Infarto del miocardio può essere diagnosticata solo quando la troponina cardiaca I o T sono aumentati in ambito clinico di ischemia miocardica - questo significa che le cellule miocardiche soffrono di una mancanza di ossigeno e sono "soffocante" a causa di ridotto apporto di ossigeno generalmente per un coagulo nella arterie coronarie o meno comunemente a causa di altre cause di diminuzione della fornitura, come spasmo coronarico o ipotensione o a causa di un aumento della domanda di ossigeno come shock settico.

Il presentatore, professore C Mueller della University Hospital di Basilea, ha dichiarato: "Come abbiamo attualmente manca un biomarker che rileva in modo affidabile la formazione di coaguli nelle arterie coronarie, ci ritroviamo con i nostri strumenti clinici di base, tra cui la storia del paziente, per differenziare infarto del miocardio da altre cause di danno miocardico. In terzo luogo, una volta che un test diagnostico è dichiarato "gold standard", diventa praticamente impossibile escludere definitivamente falsi risultati positivi. Questo è attualmente il caso di troponina cardiaca. Crediamo fermamente che il cuore è sempre la fonte esclusiva di innalzamenti della troponina cardiaca, indipendentemente dalle condizioni specifiche del paziente. Tuttavia, poiché sia ​​l'ECG e le tecniche di imaging hanno di gran lunga inferiore alla sensibilità necrosi miocardica di troponina cardiaca, non può essere fornita la prova scientifica.

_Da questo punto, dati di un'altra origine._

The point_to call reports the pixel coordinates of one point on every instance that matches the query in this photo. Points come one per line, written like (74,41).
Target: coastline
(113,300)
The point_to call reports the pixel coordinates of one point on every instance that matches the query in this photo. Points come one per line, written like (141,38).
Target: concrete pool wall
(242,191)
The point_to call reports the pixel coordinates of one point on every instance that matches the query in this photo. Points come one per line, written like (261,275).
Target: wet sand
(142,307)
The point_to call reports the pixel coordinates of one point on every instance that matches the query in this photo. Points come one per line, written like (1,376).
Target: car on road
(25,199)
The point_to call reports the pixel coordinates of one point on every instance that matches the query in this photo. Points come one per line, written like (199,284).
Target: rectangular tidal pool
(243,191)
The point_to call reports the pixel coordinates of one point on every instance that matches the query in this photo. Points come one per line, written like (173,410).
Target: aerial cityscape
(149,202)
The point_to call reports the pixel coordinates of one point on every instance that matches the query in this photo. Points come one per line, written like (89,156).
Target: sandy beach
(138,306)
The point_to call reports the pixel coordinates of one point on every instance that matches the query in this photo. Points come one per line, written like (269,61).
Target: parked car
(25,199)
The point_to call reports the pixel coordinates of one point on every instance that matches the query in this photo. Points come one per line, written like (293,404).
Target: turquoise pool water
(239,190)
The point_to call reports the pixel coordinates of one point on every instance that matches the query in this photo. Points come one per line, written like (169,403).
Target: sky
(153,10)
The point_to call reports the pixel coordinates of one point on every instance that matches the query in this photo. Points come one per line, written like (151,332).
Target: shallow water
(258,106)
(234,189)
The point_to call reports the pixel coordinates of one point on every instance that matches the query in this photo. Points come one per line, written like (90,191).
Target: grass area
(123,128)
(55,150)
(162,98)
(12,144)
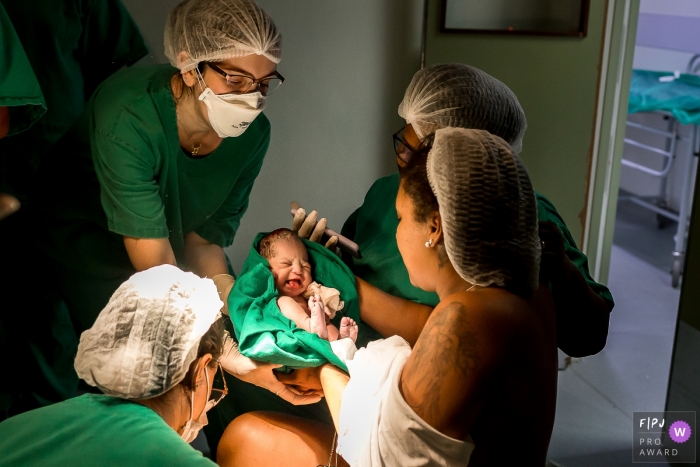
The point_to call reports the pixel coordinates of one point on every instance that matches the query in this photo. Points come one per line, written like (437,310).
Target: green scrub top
(72,46)
(19,89)
(120,171)
(373,227)
(94,430)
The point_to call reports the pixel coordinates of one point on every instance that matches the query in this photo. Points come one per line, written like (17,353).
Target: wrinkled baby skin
(290,268)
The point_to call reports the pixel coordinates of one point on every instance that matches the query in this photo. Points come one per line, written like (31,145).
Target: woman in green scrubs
(458,95)
(72,46)
(153,352)
(21,101)
(21,105)
(159,167)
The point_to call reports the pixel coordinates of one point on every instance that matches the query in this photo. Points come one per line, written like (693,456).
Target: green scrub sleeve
(220,229)
(19,89)
(547,212)
(129,192)
(110,40)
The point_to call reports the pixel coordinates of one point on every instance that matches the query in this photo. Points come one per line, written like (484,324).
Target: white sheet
(378,428)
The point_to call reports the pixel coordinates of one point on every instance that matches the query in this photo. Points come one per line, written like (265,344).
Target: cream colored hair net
(488,209)
(215,30)
(457,95)
(145,339)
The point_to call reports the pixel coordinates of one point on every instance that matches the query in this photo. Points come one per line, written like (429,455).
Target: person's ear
(435,226)
(189,77)
(202,366)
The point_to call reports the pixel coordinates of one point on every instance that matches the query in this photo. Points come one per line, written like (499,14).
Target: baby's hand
(316,302)
(318,317)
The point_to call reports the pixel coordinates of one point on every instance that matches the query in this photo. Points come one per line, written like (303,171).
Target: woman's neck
(172,407)
(449,282)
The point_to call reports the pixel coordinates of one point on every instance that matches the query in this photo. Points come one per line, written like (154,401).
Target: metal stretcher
(677,98)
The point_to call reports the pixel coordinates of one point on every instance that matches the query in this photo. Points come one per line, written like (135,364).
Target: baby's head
(289,261)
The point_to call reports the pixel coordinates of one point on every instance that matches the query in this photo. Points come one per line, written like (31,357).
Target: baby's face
(290,268)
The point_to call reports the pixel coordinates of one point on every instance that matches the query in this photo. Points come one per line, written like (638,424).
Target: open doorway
(598,395)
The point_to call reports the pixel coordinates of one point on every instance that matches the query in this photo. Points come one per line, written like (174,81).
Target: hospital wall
(346,66)
(556,81)
(668,36)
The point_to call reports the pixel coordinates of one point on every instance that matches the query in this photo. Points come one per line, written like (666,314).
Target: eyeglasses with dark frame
(242,84)
(216,393)
(405,151)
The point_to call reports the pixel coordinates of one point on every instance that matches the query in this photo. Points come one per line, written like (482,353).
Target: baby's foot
(348,328)
(318,317)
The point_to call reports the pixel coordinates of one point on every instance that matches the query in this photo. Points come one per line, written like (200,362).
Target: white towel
(378,428)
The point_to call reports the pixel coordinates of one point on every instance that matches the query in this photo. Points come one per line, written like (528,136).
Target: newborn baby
(289,263)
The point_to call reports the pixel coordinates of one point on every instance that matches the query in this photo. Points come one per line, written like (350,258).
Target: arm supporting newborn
(333,382)
(391,315)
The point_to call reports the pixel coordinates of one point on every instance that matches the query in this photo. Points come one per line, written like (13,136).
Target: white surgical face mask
(192,427)
(231,114)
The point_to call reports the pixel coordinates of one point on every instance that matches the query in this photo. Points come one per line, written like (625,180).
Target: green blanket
(264,333)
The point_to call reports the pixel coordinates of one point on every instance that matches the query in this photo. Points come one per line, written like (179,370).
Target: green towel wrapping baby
(281,315)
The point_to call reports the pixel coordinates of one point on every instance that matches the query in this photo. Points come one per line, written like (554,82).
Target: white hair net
(215,30)
(458,95)
(488,209)
(145,339)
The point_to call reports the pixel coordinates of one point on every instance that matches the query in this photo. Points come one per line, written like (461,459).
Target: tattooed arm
(444,378)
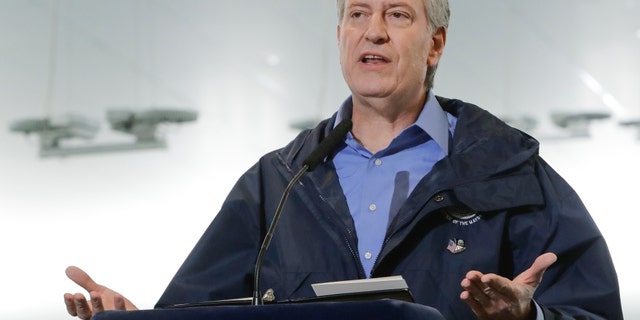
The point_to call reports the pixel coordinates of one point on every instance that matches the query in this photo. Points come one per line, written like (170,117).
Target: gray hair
(438,16)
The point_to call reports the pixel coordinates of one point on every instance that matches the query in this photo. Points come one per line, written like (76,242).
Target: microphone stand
(257,295)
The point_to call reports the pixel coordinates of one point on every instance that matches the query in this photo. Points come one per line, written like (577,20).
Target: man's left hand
(491,296)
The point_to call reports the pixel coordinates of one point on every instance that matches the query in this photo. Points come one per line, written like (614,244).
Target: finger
(81,278)
(497,286)
(533,276)
(118,302)
(82,307)
(96,302)
(543,262)
(71,306)
(476,289)
(475,306)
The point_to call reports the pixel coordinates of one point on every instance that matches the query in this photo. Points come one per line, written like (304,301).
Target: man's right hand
(102,298)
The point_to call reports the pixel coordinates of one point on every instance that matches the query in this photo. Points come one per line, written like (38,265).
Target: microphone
(335,137)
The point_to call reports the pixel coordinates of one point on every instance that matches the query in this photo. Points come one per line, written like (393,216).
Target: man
(436,190)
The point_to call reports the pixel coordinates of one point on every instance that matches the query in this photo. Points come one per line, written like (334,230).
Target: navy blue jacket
(493,191)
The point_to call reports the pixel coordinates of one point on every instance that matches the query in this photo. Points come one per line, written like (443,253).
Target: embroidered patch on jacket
(456,246)
(461,215)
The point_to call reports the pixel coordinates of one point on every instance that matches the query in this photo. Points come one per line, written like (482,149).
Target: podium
(386,309)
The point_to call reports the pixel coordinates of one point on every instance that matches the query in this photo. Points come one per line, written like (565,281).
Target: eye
(399,15)
(356,14)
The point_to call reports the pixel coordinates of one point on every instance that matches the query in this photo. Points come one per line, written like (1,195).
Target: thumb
(533,275)
(81,278)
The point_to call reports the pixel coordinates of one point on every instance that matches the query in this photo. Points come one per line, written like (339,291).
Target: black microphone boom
(335,137)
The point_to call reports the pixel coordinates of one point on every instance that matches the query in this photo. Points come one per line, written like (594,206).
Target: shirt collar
(432,119)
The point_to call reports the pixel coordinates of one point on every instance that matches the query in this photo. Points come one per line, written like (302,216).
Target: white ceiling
(252,69)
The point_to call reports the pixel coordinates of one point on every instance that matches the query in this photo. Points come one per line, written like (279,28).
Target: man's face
(385,47)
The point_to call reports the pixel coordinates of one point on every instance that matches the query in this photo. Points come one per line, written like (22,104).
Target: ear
(438,40)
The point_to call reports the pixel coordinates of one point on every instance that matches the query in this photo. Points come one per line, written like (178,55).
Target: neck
(376,122)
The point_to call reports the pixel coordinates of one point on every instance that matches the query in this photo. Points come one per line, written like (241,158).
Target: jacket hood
(482,145)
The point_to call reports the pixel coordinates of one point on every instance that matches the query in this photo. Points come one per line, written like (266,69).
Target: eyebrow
(396,4)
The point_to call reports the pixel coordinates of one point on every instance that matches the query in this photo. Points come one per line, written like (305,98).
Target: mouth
(373,59)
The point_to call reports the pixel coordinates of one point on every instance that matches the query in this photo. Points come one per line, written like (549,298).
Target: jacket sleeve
(220,266)
(582,284)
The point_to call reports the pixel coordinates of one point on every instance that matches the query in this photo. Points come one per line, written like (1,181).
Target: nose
(377,30)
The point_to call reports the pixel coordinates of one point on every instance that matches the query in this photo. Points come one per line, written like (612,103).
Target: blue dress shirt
(376,185)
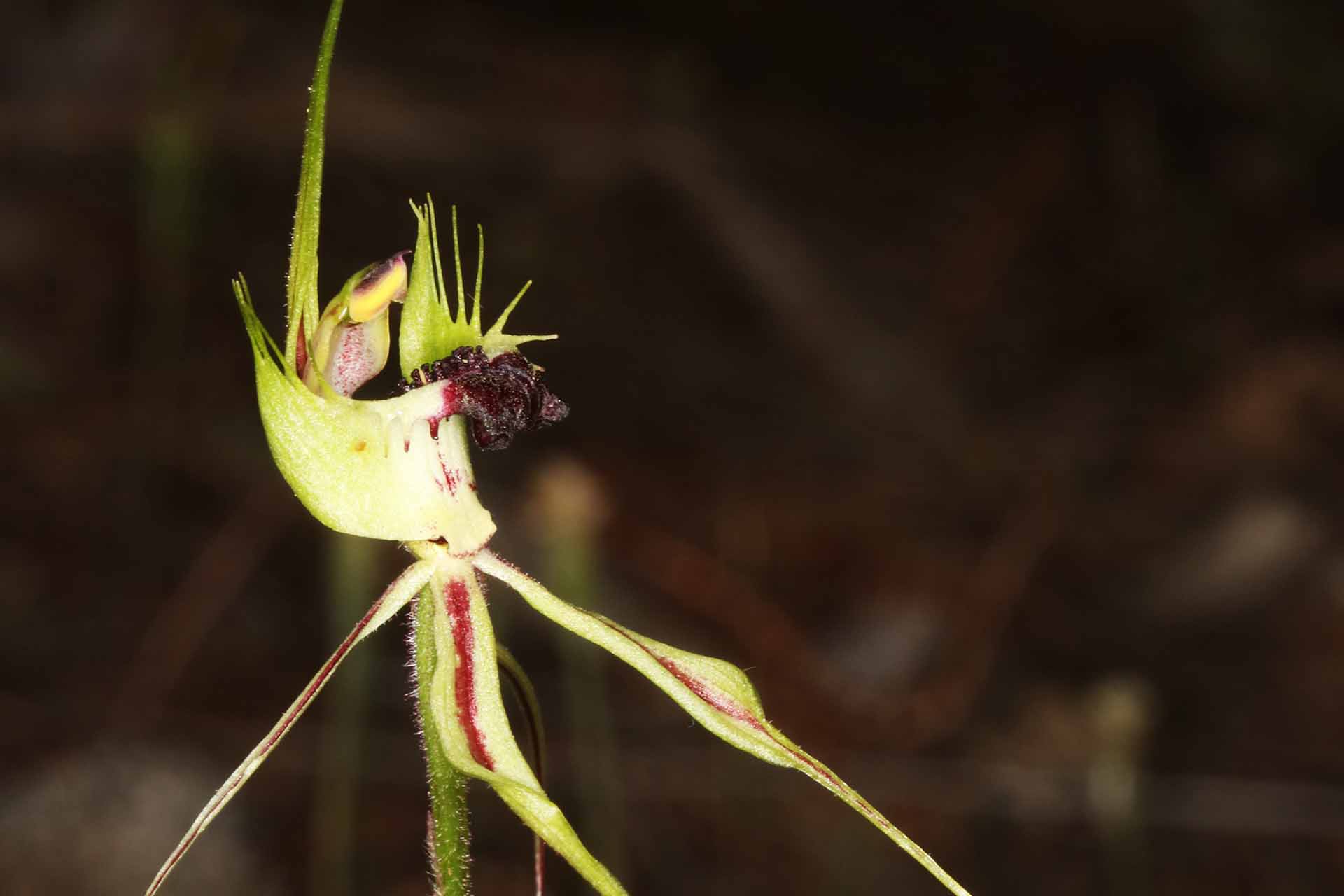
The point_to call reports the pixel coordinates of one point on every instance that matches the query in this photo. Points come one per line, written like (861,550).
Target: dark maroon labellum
(502,397)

Ha continuato, "In pratica clinica attualmente non abbiamo un biomarcatore convalidato per valutare ischemia miocardica. Troponine cardiache sono ciechi per ischemia senza necrosi. In entrambi i pazienti con ischemia miocardica a riposo (instabile malattia coronarica) e indotta da esercizio ischemia miocardica ( stabile malattia coronarica) elevato B tipo peptidi natriuretici sono associati alla presenza di ischemia miocardica. Tuttavia, la precisione di tipo B peptidi natriuretici non sembra essere sufficientemente alta per uso nella pratica clinica. La capacità di identificare un paziente rischio di morte delle cellule del miocardio, prima che si verifichi in realtà, è ancora una delle principali necessità clinica insoddisfatta. "

Questo materiale è stato presentato dal professor C Mueller al CES Congress 2008 convegno organizzato dalla Società Europea di Cardiologia (ESC) il 2 settembre 2008.